Kılıçdaroğlu sözleri uzattıkça uzatıyor
ama benim beklediğim konulara bir türlü değinmiyordu.
Bu sefer vakit geçmesin diye gözlerim
saati takip etmeye başladı.
Ha şimdi konuşacak, ha birazdan
konuşacak, beklerken açıkçası çileden çıkmaya başladım.
Cezaevlerine konuyu getirdiğinde;
Cezaevleri boşaltılacak diyor, tıka basa
dolduran kim? Ahmet Kaya'nın Hoşça kal gözüm' diye şarkısını 'Hoşça kal çözüm'
diye okuyor. Kafasının arkasındaki budur. “dedi.
Kısaca bildiğimiz sözleri tekrarlayıp
durdu.

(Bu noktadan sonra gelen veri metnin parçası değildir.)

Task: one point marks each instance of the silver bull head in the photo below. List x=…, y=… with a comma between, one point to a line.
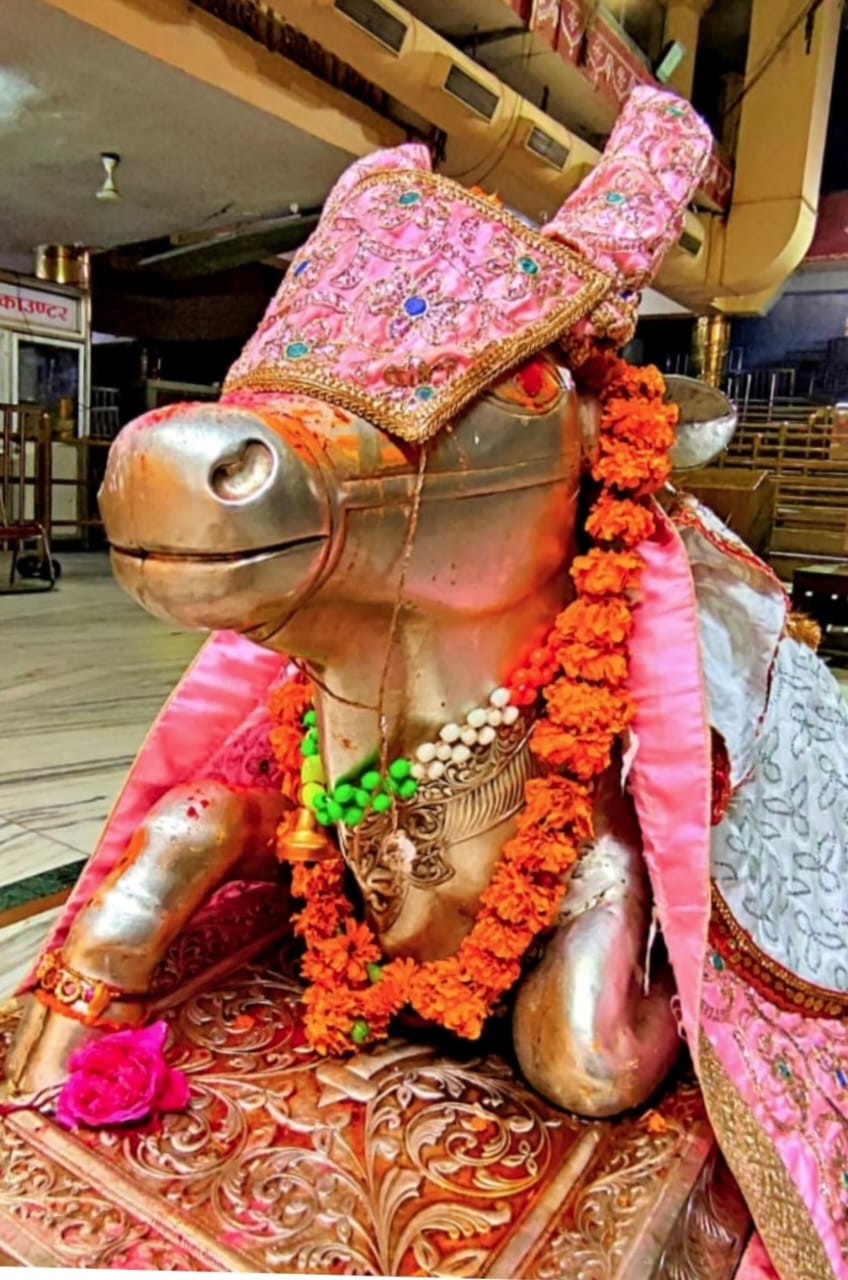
x=287, y=520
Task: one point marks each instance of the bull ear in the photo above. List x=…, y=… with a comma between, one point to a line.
x=706, y=424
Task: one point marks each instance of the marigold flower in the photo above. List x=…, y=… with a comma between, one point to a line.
x=395, y=979
x=446, y=996
x=620, y=520
x=554, y=803
x=605, y=624
x=343, y=955
x=574, y=705
x=328, y=1020
x=583, y=754
x=516, y=897
x=350, y=1001
x=586, y=662
x=629, y=467
x=602, y=572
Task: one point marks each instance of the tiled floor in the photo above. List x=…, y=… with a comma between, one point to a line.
x=82, y=673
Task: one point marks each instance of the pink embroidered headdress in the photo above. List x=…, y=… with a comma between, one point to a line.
x=413, y=295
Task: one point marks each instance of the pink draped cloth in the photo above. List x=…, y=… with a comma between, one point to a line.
x=205, y=730
x=671, y=772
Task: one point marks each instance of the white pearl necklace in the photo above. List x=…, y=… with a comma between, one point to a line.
x=454, y=743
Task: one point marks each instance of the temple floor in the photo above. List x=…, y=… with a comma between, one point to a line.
x=83, y=673
x=402, y=1160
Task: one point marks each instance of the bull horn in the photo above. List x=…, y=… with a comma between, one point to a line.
x=629, y=211
x=706, y=421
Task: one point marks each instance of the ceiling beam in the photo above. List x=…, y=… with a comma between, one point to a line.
x=212, y=51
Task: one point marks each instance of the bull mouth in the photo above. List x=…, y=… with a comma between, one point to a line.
x=237, y=557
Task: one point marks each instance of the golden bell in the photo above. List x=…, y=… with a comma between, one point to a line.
x=304, y=841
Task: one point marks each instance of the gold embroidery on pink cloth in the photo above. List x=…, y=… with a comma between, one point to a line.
x=629, y=211
x=411, y=297
x=789, y=1084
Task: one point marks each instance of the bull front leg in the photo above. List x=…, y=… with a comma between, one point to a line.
x=197, y=836
x=587, y=1034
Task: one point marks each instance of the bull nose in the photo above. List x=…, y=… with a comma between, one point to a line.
x=244, y=474
x=213, y=480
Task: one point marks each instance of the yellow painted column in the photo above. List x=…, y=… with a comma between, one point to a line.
x=710, y=348
x=683, y=23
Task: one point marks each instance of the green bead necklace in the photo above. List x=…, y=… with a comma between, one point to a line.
x=354, y=796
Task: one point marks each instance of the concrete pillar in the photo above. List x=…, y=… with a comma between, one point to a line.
x=683, y=22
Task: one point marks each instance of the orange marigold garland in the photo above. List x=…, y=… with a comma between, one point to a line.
x=582, y=673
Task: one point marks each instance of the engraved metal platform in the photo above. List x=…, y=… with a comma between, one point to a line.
x=400, y=1161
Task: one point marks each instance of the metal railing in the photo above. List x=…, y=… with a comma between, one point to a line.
x=805, y=448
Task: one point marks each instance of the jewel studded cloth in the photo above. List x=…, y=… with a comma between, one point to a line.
x=414, y=295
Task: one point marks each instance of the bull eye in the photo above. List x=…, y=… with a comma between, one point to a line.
x=244, y=474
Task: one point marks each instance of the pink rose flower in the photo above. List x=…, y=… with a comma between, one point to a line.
x=119, y=1078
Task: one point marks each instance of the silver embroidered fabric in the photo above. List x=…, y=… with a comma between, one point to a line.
x=780, y=855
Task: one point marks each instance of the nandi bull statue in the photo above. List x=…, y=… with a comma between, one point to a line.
x=390, y=494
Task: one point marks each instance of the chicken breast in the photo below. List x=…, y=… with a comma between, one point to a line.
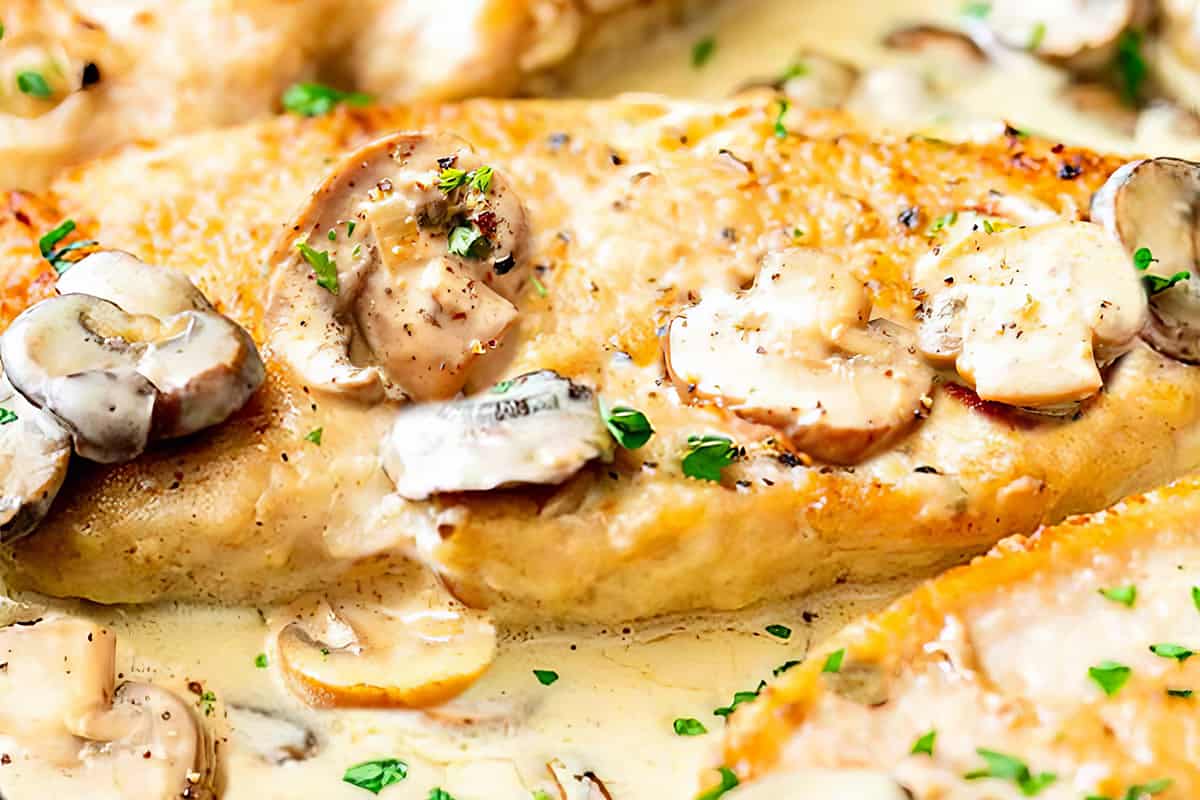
x=144, y=70
x=634, y=211
x=1056, y=666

Barış istiyorsan valin halka küfür etmeyecek demesi ve barış sözünü bu
kadar hafife alması beni çileden çıkartmaya yetti de arttı bile.

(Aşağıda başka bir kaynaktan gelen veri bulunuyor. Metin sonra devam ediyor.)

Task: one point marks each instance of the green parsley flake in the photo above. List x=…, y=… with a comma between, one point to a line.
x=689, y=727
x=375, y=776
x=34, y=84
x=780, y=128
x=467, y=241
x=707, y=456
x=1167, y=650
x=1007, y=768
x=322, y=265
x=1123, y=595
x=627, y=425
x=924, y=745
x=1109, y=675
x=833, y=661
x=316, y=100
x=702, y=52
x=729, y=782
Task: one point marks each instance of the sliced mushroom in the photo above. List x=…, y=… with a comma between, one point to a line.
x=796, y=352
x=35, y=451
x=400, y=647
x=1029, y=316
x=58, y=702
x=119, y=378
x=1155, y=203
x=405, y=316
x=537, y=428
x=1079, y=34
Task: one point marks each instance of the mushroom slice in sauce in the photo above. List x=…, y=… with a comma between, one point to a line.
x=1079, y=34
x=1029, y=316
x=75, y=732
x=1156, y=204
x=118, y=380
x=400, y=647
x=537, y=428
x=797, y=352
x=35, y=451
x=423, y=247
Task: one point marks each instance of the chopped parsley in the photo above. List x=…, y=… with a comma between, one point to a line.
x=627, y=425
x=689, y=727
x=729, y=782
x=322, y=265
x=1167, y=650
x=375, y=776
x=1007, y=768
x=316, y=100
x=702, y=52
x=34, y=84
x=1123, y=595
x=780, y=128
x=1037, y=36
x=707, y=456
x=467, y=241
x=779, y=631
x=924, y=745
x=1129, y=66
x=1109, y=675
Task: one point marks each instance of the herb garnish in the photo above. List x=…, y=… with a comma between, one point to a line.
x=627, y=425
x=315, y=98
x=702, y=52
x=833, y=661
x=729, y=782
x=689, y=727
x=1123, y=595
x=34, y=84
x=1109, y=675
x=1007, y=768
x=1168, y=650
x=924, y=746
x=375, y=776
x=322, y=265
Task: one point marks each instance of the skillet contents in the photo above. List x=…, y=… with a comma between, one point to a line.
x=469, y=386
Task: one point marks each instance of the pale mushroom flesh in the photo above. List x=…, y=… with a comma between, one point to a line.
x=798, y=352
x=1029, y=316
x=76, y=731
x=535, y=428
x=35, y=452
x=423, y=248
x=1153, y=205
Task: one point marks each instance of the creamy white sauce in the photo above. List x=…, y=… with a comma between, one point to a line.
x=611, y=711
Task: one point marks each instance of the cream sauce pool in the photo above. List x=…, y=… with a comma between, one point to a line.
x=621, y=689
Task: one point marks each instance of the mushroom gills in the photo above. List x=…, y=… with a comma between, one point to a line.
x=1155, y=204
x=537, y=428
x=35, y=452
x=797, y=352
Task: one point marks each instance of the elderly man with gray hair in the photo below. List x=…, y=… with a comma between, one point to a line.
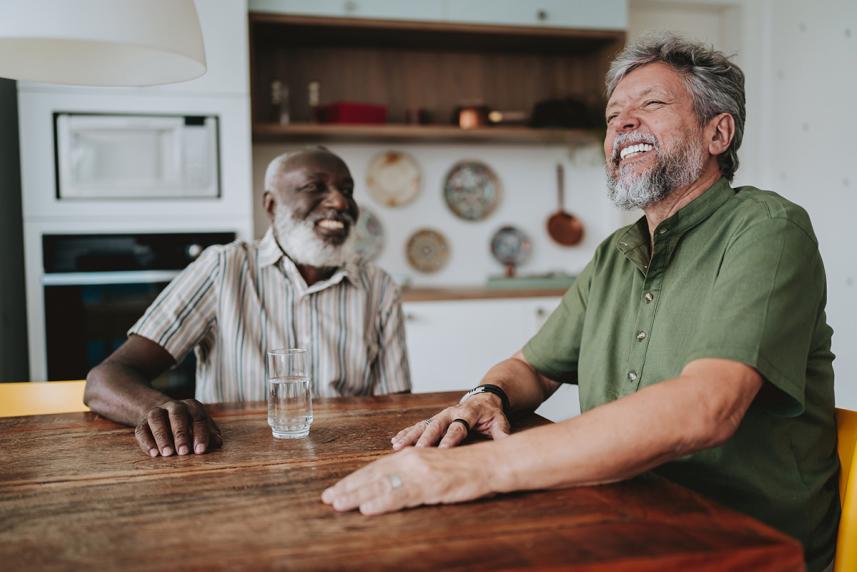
x=697, y=335
x=302, y=285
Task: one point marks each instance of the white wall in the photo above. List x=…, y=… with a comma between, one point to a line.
x=800, y=60
x=528, y=177
x=810, y=141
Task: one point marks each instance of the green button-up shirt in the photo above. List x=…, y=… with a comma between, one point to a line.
x=735, y=274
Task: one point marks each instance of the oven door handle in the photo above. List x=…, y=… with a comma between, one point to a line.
x=106, y=278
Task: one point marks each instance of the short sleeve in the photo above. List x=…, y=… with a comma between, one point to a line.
x=393, y=371
x=184, y=311
x=555, y=349
x=764, y=307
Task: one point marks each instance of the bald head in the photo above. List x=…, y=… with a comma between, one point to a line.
x=311, y=186
x=300, y=159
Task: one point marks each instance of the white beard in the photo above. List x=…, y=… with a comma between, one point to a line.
x=303, y=245
x=674, y=168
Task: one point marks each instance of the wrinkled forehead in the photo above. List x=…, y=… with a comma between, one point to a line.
x=650, y=80
x=315, y=163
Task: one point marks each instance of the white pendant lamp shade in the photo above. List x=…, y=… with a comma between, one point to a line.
x=101, y=42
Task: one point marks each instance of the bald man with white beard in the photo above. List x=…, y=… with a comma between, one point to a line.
x=302, y=285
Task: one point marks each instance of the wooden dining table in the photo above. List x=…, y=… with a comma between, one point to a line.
x=76, y=493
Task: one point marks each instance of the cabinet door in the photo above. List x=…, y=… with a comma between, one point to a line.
x=604, y=14
x=430, y=10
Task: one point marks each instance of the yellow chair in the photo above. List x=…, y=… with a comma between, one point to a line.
x=846, y=542
x=41, y=397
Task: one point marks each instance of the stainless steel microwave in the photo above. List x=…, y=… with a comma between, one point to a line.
x=117, y=156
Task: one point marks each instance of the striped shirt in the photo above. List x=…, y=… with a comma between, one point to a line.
x=237, y=301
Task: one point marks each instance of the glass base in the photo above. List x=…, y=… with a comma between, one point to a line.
x=290, y=434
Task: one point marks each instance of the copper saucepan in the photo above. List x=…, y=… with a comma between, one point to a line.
x=563, y=227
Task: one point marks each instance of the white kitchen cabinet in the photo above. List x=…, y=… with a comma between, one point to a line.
x=425, y=10
x=452, y=343
x=603, y=15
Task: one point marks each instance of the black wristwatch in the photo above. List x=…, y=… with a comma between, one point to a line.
x=489, y=388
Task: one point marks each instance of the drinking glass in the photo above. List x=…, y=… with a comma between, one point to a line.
x=289, y=393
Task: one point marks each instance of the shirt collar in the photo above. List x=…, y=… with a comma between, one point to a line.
x=271, y=254
x=636, y=236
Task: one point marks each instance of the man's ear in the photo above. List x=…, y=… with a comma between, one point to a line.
x=269, y=203
x=722, y=129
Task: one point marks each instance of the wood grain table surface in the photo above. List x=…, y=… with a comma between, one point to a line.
x=77, y=494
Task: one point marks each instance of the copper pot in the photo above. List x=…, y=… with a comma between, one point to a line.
x=563, y=227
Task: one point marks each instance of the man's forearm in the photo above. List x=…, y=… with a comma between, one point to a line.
x=620, y=439
x=522, y=384
x=120, y=393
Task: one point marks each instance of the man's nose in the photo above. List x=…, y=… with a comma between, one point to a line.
x=336, y=199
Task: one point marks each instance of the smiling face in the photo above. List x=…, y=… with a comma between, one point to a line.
x=312, y=208
x=654, y=143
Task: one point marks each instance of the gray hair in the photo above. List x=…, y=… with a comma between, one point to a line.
x=715, y=83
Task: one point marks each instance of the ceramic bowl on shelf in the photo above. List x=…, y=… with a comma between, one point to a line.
x=393, y=178
x=427, y=250
x=370, y=235
x=511, y=247
x=471, y=190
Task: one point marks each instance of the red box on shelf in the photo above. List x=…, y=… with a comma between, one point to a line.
x=347, y=112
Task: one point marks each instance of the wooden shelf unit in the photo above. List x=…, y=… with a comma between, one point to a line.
x=273, y=132
x=435, y=66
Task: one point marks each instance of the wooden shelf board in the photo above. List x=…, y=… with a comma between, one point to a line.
x=424, y=294
x=416, y=133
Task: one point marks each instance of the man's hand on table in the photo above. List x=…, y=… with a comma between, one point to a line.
x=180, y=427
x=414, y=477
x=482, y=413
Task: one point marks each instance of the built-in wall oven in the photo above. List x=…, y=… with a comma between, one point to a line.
x=97, y=285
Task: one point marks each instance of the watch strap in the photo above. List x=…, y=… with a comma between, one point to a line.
x=489, y=388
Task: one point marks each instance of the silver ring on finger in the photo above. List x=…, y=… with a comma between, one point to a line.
x=463, y=422
x=394, y=480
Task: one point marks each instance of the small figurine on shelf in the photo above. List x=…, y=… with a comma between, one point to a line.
x=280, y=102
x=314, y=100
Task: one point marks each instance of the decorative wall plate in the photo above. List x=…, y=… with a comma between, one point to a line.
x=370, y=235
x=427, y=250
x=511, y=247
x=393, y=178
x=471, y=190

Bizim bildiğimiz barış iki ülkenin savaş
halinde yapılan mütarekedir.
Velhasıl genel başkan ne Türkiye’nin
bölünmesine ne de başbakanın Diyarbakır’da Barzani’yi devlet töreni gibi
törenle karşılamasına, Kuzey Kürdistan’a hoş geldiniz demesine hiç değinmedi.
Memleket elden gidiyor ve ana muhalefet
lideri bunu başka konularla geçiştiriyor.

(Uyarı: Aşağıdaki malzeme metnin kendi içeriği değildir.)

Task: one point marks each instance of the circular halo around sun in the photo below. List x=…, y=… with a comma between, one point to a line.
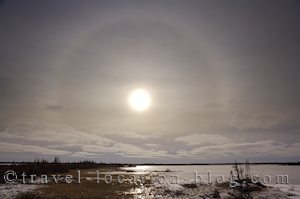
x=139, y=100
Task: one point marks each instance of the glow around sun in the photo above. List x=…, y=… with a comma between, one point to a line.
x=139, y=100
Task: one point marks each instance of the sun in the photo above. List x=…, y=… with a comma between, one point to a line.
x=139, y=100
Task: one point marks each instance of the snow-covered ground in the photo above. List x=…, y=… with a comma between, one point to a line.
x=293, y=191
x=8, y=191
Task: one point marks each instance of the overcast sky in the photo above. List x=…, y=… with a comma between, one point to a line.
x=223, y=76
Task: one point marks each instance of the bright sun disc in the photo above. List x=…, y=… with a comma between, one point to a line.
x=139, y=100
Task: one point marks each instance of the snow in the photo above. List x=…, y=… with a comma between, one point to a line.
x=8, y=191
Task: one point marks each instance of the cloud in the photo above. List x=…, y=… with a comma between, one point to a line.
x=127, y=134
x=14, y=147
x=244, y=121
x=255, y=149
x=202, y=139
x=65, y=140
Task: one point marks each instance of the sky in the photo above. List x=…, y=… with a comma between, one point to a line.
x=223, y=78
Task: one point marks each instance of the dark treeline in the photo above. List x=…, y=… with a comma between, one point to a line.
x=40, y=166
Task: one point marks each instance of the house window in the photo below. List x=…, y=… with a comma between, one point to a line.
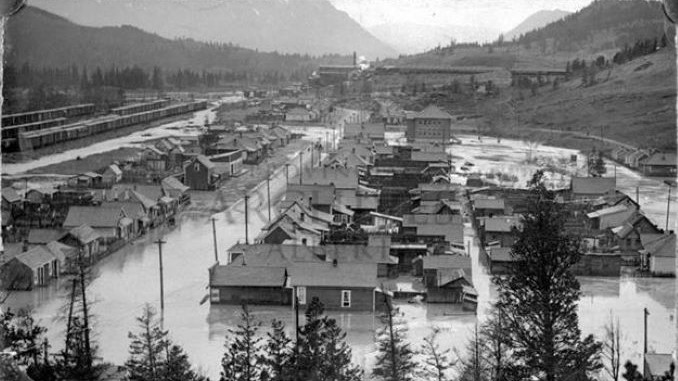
x=345, y=298
x=214, y=295
x=301, y=295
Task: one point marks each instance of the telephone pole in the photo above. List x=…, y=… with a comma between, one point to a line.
x=214, y=237
x=160, y=242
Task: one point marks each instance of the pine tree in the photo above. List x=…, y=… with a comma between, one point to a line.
x=278, y=361
x=147, y=349
x=538, y=299
x=241, y=362
x=436, y=361
x=395, y=360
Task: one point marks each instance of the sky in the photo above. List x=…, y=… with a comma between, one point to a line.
x=502, y=15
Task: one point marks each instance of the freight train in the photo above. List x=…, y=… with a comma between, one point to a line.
x=54, y=135
x=44, y=115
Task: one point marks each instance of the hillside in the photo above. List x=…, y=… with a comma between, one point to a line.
x=42, y=39
x=604, y=24
x=535, y=21
x=312, y=27
x=633, y=103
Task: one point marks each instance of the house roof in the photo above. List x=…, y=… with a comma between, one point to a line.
x=662, y=246
x=501, y=224
x=247, y=276
x=94, y=216
x=43, y=236
x=36, y=256
x=10, y=195
x=593, y=185
x=273, y=254
x=320, y=194
x=356, y=254
x=432, y=112
x=172, y=183
x=349, y=275
x=658, y=363
x=488, y=203
x=454, y=261
x=84, y=233
x=607, y=211
x=341, y=178
x=661, y=159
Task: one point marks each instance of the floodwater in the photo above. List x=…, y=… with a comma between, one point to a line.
x=177, y=129
x=129, y=278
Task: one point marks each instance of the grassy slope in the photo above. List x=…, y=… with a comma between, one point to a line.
x=636, y=104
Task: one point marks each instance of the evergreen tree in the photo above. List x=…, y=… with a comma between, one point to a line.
x=147, y=349
x=278, y=361
x=538, y=299
x=241, y=361
x=395, y=359
x=436, y=360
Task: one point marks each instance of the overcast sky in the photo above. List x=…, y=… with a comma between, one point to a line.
x=495, y=14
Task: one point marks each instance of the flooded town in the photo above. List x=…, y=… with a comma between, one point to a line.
x=420, y=216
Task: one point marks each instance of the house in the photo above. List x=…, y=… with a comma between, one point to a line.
x=501, y=260
x=657, y=365
x=112, y=174
x=85, y=240
x=587, y=188
x=434, y=227
x=298, y=114
x=610, y=217
x=320, y=197
x=339, y=286
x=659, y=253
x=200, y=174
x=32, y=268
x=450, y=286
x=154, y=159
x=44, y=236
x=429, y=124
x=660, y=164
x=11, y=201
x=499, y=231
x=254, y=285
x=109, y=223
x=85, y=180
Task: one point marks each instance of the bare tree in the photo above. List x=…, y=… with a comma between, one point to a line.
x=612, y=348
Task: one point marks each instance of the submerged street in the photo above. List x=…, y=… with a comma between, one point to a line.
x=123, y=282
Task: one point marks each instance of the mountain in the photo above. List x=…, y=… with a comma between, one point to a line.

Anlamadığım nokta sözleri sık sık
alkışlarla kesiliyor ve Adana’dan gelen bir gurup “Adana seninle gurur duyuyor”
sloganı atıyor.(!)
Bugün
CHP Genel Başkanı ne yazık ki CHP’yi temsil edemedi. CHP nereye gidiyor derken
şimdi Sayın Kılıçdaroğlu ne yapmak istiyor diye soruyorum. Mensubu bulunduğum
partimin ilkelerinden tamamıyla vaz geçmiş olduğunu görmek ve bunu anlamak,
beni inanın yıktı adeta. Gerçek CHP yok oluyor, Yeni CHP onu katlediyor.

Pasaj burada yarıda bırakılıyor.